Hi All,
I have a circular plasmid sample which was sequenced on MiSeq PE 300. I performed a de novo aseembly using SPAdes.
The contig which I obtained is 11526 bp long. The reference sequence for this plasmid is 12089bp long. When I BLAST the reference sequence against the de novo assembled contig I get the BLAST with Plus/Minus stand orientation as follows:
I did reverse complement of the reference and performed alignment again but it is aligning in the same orientation. I loaded the assembly in sequencher. I had to split the assembly into two fragments this introduced a long gap in the alignment as below from 10480 bp to 10999 bp. Sequencher output:
- How can I get a complete assembly of the genome from the PE 300 reads of a circular plasmid?
- Is there a way to renumber the bases in the de novo assembled sequence so that it aligns correctly without introducing a gap.
Hi Piet, Thank you for responding. I performed a resequencing analysis, in which I mapped the reads to the reference using BWA and performed variant calling apart from 1 insertion of CG at position 6354 and 2 insertions at positions 10384 of 22 bp long and 10349 of 4 bp long, there are no more variants in the consensus sequence. I also checked the depth at these positions and the average per base coverage is 8212X which I guess is high.

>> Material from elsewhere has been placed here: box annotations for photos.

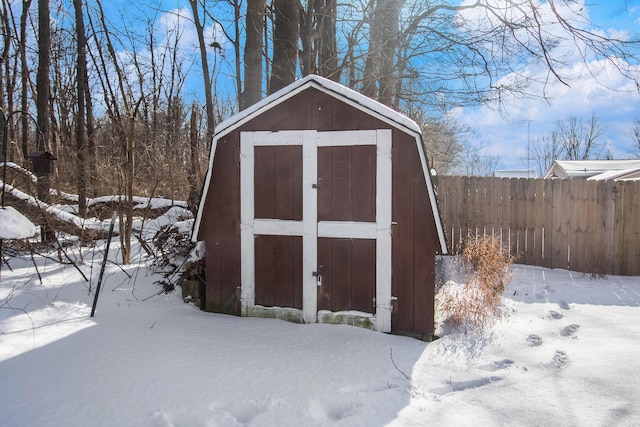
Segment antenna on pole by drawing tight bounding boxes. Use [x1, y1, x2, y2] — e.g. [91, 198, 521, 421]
[527, 112, 531, 178]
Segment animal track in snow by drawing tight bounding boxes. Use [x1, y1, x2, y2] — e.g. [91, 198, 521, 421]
[551, 350, 569, 369]
[560, 323, 580, 337]
[527, 334, 542, 347]
[479, 359, 513, 372]
[309, 399, 361, 422]
[430, 377, 502, 396]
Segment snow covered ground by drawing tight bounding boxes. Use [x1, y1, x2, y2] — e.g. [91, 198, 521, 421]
[0, 217, 640, 427]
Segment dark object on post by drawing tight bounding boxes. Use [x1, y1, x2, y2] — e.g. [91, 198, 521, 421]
[89, 212, 118, 317]
[27, 151, 58, 178]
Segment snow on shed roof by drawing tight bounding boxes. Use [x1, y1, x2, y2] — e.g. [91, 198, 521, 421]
[555, 160, 640, 177]
[215, 74, 421, 136]
[587, 168, 640, 181]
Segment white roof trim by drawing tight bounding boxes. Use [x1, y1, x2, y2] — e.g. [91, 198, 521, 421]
[191, 75, 447, 254]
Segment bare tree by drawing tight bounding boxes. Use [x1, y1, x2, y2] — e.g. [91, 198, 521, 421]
[269, 0, 300, 94]
[239, 0, 266, 110]
[556, 113, 606, 160]
[189, 0, 215, 141]
[36, 0, 51, 201]
[530, 130, 564, 176]
[629, 119, 640, 159]
[73, 0, 89, 216]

So does that mean that the assembler did not generate a complete assembly? If that is the case which assembler can I use? will generating assembly from merged reads work? Also, is it possible that the reason this region is not assembled is because it contains repeats? How can I check for repeats (Which tool or strategy to use to check repeats for this region?).
Additionally, you mentioned annotate the plasmid, how can I do that?
Please excuse me for long series of questions, but this is a challenging problem which I have not faced before and trying to troubleshoot.
Thanks!!!
I do not mean the average coverage. Please evaluate if there is any sharp drop in coverage along the sequence except for the ends. Map the reads to pTPK_AAV2 and then visually inspect the BAM file with Tablet and also run bedtools genomecov on the BAM file.
Is there any sharp drop in coverage, especially between positions 10400 and 11000? Is there any region with excessive coverage?
If you do not have experience with software for annotation yet, then I would recommend that you do it manually as an exercise. This short plasmid presumably has 10 to 15 genes, thus manual annotation is feasible.
First determine the open reading frames. Then cut out the sequence of each open reading frame and blast it against the NCBI 'nr' nucleotide database. Finally write the results into a GFF3 file. GFF3 is a simple text format, with one line per gene.